Le 3 avril 2026, six nouvelles forêts communautaires ont été officiellement attribuées à des associations villageoises de Ndzomoe, dans le département de Komo Océan. Plus de 28 000 hectares sont concernés. Au-delà du geste symbolique, cette mesure soulève des enjeux économiques, sociaux et environnementaux majeurs pour le Gabon.
Une politique nationale au service du développement local
Le mécanisme de la forêt communautaire, introduit par le Code Forestier de 2001, permet à l’État de transférer des portions du domaine forestier aux communautés villageoises.
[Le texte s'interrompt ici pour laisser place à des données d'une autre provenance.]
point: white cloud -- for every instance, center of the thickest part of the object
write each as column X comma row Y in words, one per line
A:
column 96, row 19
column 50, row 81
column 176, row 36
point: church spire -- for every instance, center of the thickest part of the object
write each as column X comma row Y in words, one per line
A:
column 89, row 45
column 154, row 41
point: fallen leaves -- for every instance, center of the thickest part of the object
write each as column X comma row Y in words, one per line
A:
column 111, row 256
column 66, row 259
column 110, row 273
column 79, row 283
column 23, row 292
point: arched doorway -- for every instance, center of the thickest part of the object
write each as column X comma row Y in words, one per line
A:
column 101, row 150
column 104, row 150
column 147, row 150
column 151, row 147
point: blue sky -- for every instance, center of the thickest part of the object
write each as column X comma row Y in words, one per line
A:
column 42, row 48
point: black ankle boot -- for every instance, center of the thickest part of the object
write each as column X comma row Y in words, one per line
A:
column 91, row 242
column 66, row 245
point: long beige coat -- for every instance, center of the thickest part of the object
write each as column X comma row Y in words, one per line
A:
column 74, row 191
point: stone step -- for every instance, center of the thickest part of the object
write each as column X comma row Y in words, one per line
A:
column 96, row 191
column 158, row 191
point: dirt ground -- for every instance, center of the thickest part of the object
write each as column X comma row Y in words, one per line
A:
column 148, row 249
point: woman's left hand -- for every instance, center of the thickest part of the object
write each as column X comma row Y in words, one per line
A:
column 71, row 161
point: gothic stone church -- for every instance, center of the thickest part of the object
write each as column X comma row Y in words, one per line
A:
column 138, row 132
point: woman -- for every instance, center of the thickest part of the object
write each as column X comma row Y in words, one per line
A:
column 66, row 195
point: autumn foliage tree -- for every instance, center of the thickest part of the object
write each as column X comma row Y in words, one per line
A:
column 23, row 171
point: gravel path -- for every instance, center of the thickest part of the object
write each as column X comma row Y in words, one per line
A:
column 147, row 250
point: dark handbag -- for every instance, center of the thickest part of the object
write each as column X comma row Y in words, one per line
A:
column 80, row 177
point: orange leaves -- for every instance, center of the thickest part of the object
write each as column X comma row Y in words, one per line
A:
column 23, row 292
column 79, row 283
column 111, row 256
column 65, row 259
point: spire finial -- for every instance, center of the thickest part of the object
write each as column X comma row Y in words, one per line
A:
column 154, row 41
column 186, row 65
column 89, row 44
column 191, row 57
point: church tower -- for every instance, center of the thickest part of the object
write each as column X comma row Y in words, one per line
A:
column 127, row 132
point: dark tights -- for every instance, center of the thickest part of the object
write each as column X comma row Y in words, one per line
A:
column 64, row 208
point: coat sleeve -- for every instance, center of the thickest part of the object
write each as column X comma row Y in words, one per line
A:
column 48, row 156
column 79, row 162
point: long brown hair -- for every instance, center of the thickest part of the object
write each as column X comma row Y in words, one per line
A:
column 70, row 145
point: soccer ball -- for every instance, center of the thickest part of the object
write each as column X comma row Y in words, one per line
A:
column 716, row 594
L’objectif est double : donner aux populations locales les leviers pour financer leurs projets et renforcer la gestion durable des ressources naturelles.
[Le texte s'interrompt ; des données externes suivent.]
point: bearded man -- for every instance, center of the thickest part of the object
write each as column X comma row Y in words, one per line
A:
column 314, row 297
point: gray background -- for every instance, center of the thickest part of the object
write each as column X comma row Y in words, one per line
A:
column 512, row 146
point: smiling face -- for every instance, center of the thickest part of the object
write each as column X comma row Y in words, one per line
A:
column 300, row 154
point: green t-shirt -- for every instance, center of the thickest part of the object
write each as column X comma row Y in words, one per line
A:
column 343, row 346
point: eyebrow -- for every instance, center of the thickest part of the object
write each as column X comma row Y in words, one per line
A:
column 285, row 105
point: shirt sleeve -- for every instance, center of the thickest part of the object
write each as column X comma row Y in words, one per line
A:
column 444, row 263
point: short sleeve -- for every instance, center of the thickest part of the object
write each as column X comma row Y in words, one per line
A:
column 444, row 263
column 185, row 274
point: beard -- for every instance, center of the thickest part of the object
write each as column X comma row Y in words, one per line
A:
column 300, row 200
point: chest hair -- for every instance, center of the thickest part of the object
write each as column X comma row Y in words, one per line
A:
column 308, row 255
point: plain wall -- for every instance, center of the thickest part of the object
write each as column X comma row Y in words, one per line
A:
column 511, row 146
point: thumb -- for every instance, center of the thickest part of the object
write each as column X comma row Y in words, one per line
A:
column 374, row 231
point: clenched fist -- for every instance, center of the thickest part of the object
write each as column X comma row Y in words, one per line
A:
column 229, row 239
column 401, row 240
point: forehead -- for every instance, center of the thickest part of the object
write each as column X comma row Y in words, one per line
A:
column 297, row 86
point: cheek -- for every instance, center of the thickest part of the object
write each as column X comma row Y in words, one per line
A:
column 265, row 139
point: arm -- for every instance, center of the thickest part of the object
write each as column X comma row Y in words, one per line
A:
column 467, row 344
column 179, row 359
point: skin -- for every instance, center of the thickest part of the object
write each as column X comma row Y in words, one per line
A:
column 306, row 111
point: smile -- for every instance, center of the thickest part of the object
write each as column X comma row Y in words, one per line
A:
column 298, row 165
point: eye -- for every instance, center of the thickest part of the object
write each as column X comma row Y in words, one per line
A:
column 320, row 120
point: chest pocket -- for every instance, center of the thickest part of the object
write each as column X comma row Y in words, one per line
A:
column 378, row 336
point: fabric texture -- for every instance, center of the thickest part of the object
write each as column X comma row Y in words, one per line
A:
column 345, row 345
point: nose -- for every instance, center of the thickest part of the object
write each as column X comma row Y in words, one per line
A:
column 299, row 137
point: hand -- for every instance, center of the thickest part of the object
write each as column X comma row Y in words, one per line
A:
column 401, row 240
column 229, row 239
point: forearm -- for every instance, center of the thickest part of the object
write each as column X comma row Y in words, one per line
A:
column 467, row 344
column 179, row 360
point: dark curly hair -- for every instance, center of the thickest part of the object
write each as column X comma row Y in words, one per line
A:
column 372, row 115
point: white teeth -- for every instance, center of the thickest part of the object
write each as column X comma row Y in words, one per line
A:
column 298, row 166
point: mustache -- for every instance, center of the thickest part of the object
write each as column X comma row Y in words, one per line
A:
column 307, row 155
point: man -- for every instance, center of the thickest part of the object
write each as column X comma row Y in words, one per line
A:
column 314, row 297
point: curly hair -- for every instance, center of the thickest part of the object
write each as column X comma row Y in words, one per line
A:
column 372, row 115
Selon le ministère des Eaux et Forêts, les six nouvelles forêts couvrent plus de 28 000 hectares, confiés aux associations Fils et Filles de Meteck Mevie, Avole Begone Be Ya Nkoma, Unité de Mvam, Ndzomoe, Ekatso et Famille.
Le Ministre Maurice Ntossui Allogo a insisté sur la nécessité d’une gestion inclusive et durable, en valorisant non seulement le bois d’œuvre, mais surtout les produits forestiers non ligneux (PFNL) et les activités agricoles.
Enjeux économiques : un potentiel à concrétiser
Selon des experts du secteur, une forêt communautaire correctement gérée peut générer plusieurs centaines de millions de francs CFA par an pour les communautés, grâce à :
-la cueillette durable de produits forestiers (fruits, noix, plantes médicinales) ;
-le développement d’activités agricoles intégrées ;
-des opportunités liées au tourisme écologique et à la reforestation rémunérée.
Pour le Gabon, ces forêts constituent un levier stratégique pour le développement rural, en offrant des emplois locaux et en limitant l’exode vers les villes. Sur le plan macroéconomique, la multiplication de forêts communautaires pourrait contribuer à la diversification des revenus et à la sécurisation économique des villages.
Enjeux sociaux et institutionnels : autonomie et gouvernance
Le succès de ces initiatives dépendra de la capacité des associations à gérer ces ressources de manière transparente et inclusive. La mise en place de comités de gestion et le suivi régulier des projets sont cruciaux pour :
-garantir une répartition équitable des bénéfices ;
-prévenir les conflits liés à l’accès et à l’exploitation des ressources ;
-renforcer la participation citoyenne dans les décisions locales.
La collaboration avec des partenaires internationaux, comme CAFI et The Nature Conservancy, apporte assistance technique et financière, mais la responsabilité opérationnelle demeure entre les mains des communautés.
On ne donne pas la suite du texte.